Burnunun direği sızladı. Sesi kendinin bile duyamayacağı kadar kısıktı. Dualarının devamını getiremeyecek kadar da korkuyla kavgaya tutuşmuştu.
"Allahım... Ne olur yapma..."
Meydandaki kavşaktan kırmızı ışıkta geçişiyle ardından çalan kornaları zerre umursamadı. Sokağın başında arabadan fırlayıp araya gireceği zamanda her yeri siren sesleri doldurmuştu. Aynı anda gelmişlerdi. Arabadan hızla fırlayıp sokağa girdi. Gördükleriyle kanı çekilmişti. Adamın biri yerde der top olmuş karısına elindeki bıçağı saplayıp geri çekmişti. İkinci kere bıçak karısına yönelince bir haykırış kopardı. Yeri göğü inleten, gırtlağını yırtan bir haykırış. Polislerin müdehale etmesine fırsat vermeden adamın üstüne atılmasıyla yumruklarının nereye geldiğini umursamadı. Altında kalan bedenin yüzüne inen her yumruk bir çatırtı çıkarıyordu. Birileri onu tutmaya, çekmeye çalışıyordu ama kapkaranlıktı görüşü. Yer neredeydi, göğe ne olmuştu hiç birini bilmiyordu. Şu an tek düşündüğü canlarına gelen zararın hırsıydı.

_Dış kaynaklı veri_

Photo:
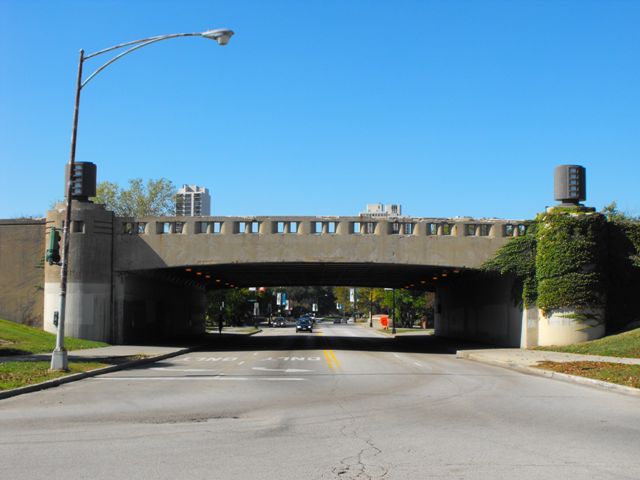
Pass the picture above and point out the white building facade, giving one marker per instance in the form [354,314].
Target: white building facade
[193,201]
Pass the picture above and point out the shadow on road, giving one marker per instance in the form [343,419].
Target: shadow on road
[293,341]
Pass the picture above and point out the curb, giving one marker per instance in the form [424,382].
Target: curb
[590,382]
[91,373]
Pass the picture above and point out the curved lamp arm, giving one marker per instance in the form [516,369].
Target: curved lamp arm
[221,36]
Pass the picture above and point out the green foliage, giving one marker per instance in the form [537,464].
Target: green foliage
[155,198]
[17,339]
[624,277]
[570,260]
[613,214]
[577,258]
[21,374]
[622,345]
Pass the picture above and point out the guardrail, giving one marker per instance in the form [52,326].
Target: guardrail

"Asil!!! Kalk karına bak!!!"
Ona kim bağırdı bilmiyordu ama karın kelimesiyle yumruğu asılı kaldı havada. Sonra zifte bulanmış hareleri yan tarafa kaydı. Birileri karısının başında bir şeyler yapıyordu. Kızının ağlamaktan kısılmış sesini duydu. Gözünden kor sıcaklığında bir yaş kaydı.
Kendini tutanlardan sıyrılıp karısının kıvrılmaktan küçücük kalmış bedenine yanaştı.

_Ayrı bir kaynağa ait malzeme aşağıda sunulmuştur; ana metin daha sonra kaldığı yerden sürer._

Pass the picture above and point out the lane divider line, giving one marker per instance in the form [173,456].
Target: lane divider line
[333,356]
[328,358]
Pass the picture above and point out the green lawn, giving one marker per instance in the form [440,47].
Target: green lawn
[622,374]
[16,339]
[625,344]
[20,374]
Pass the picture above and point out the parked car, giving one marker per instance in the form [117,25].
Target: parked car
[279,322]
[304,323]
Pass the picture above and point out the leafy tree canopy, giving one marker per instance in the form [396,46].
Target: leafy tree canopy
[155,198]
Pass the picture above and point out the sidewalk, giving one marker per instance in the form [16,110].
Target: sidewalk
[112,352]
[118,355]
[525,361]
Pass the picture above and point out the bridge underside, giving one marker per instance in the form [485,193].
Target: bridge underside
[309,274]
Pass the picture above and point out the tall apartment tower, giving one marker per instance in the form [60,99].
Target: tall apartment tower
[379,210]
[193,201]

Sağlık ekipleri yerde der top olmuş bedenine müdahale etmeye çalışıyordu.
"Bebeği alalım. Bebeğe çok sıkı sarılıyor. Hanımefendi duyuyormusunuz bizi?"
"Sesli uyaranlara cevap yok, bebeği anneden ayırıp hayati değerlerini kontrol ediyoruz."
Yanında konuşan sağlık çalışanlarının dedikleriyle kilitlenmiş vücudu çözüldü. Titreyen elleri karısına ulaştı.
"Züleyham... Geldim karım, geldim sana."
Hıçkırdı. Gözlerinden dökülen yaşlar puslu görmesine neden oluyordu. Sonra bir hıçkırık daha çıktı.
"Anneyi, bebekten ayıramıyoruz, destek lazım!"
Birileri bir şey söylüyordu ama Asil Züleyhanın toprağa sızmış kanını görüyordu sadece.
"Züleyha... Ne olur Züleyha... Yalvarırım ne olur bırakma beni. Züleyha ben dayanamam, kızımız dayanamaz. Nazlım, bebeğim..."
Sağlık çalışanlarının kanguruyu keserek Nazlıyı çıkarmasıyla atılıp kızını kollarına aldı. Öyle çok ağlamıştı ki gözleri kan çanağına dönmüştü. Hâlâ ağlıyordu ama sesi çıkmıyordu. Ses telleri nasıl hasar gördüyse inilti olarak çıkıyordu sesi.
Nazlı ağlamaktan şişmiş gözleriyle onu görür görmez hemen atılıp, iniltiler içinde göğsüne saklanmaya çalıştığında bağrını yakan o hıçkırık bir kez daha duyuldu.
"Yavrum, nazlı kızım."
Asil karısıyla ilgilenenlere bakıp, gözlerini korka korka tekrar elbisesinin kan olmuş kısmına değdirdi. Ateşe değmiş gibi kaçtı gözleri o uğursuz kızıllıktan.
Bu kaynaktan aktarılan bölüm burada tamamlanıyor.